Vamos a tener que redibujar por entero los mapas que nos sitúan al centro con la Naturaleza circundante. Tendremos que absorber las “tierras recién descubiertas que obligan a salir completamente de la Naturaleza y de la Humanidad, redistribuyendo las ciencias, la religión, la política, en una palabra, redibujando la totalidad de nuestra cosmología” (p. 596). Es “el descubrimiento de una Tierra Nueva considerada en su intensidad y ya no en su extensión” (p. 596). Es la obligación de reaprender a habitar el Antiguo Mundo, a tomar la tierra nuestra.

Los Terrestres deben ser conscientes de sus límites. En esta tarea, están obligados a reconocer la finitud del espacio. La geohistoria requiere un cambio en lo que significa apropiar un espacio. En Gaia misma podemos descubrir los “cuatro planetas” necesarios para nuestro progreso y desarrollo: “dentro de las fronteras planetarias, envueltos en sus mundos múltiples, y porque aprenderemos a mantener nuestra actividad dentro de los límites voluntaria y políticamente decididos” (p. 599).

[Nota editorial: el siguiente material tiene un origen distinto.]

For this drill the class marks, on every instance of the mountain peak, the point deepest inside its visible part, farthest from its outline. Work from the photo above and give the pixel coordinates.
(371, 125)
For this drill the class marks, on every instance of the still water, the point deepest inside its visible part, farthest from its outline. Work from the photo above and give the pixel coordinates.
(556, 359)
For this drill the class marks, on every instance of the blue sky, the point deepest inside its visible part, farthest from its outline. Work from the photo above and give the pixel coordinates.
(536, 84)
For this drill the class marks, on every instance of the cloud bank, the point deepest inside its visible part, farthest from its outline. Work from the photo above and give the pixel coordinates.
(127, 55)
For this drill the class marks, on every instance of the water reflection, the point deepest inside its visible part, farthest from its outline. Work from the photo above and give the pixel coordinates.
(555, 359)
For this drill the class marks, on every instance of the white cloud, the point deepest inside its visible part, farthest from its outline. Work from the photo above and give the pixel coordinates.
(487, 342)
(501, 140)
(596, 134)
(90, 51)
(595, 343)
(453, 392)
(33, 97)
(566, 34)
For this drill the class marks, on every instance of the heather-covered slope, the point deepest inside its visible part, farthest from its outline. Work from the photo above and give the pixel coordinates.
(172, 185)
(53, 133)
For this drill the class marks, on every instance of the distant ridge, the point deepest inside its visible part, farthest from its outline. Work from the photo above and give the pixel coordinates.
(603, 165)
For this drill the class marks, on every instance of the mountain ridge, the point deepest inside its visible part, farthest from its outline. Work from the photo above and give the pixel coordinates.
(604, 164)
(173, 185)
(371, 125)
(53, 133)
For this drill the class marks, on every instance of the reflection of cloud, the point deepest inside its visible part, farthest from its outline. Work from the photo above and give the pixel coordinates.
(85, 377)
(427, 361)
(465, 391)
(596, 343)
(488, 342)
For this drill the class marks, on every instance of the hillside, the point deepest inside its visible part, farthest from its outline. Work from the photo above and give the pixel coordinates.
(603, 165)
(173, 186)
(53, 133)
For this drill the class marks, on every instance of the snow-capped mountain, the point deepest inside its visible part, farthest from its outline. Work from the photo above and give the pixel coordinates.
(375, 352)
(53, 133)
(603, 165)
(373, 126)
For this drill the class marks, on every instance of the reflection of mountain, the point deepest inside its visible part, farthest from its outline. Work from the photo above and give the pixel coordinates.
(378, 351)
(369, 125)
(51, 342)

“Lo que la máxima Plus intra designa es también, en cierto modo, un camino para el progreso y la invención, un camino que liga la historia natural del planeta con la historia sagrada de la Encarnación, y con la revuelta de aquellos que van a aprender a no quedarse nunca más tranquilos so pretexto de que habría que obedecer a las leyes de naturaleza” (p. 599).

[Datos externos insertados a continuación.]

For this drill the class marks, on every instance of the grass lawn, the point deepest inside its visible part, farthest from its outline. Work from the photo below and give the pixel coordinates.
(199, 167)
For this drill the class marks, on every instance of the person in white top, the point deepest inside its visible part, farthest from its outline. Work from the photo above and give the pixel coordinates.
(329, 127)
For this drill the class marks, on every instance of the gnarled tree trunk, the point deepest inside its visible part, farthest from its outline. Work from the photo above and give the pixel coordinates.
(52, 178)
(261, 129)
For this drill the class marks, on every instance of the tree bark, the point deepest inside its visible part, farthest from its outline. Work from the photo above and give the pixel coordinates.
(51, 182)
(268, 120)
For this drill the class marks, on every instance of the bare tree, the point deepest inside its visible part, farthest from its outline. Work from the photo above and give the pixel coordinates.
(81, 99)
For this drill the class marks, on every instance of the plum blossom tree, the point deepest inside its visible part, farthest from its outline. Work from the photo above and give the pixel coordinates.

Nexo con el tema que estudiamos: 

La reflexión en torno a lo que conocemos como "Naturaleza" es la base de la ecología y los estudios ambientales. La obra de Bruno Latour abona a este entendimiento y ofrece alternativas al paradigma dominante de este concepto. Adoptar la noción de Gaia como reemplazo a "Naturaleza" no solo conllevaría una transformación ontológica radical, sino también una transformación en la política de la relación de los humanos con la dimensión material de nuestra existencia.

En estas charlas recurre a la transdisciplina, a resituar las ciencias y a la crítica de las dicotomías de la modernidad.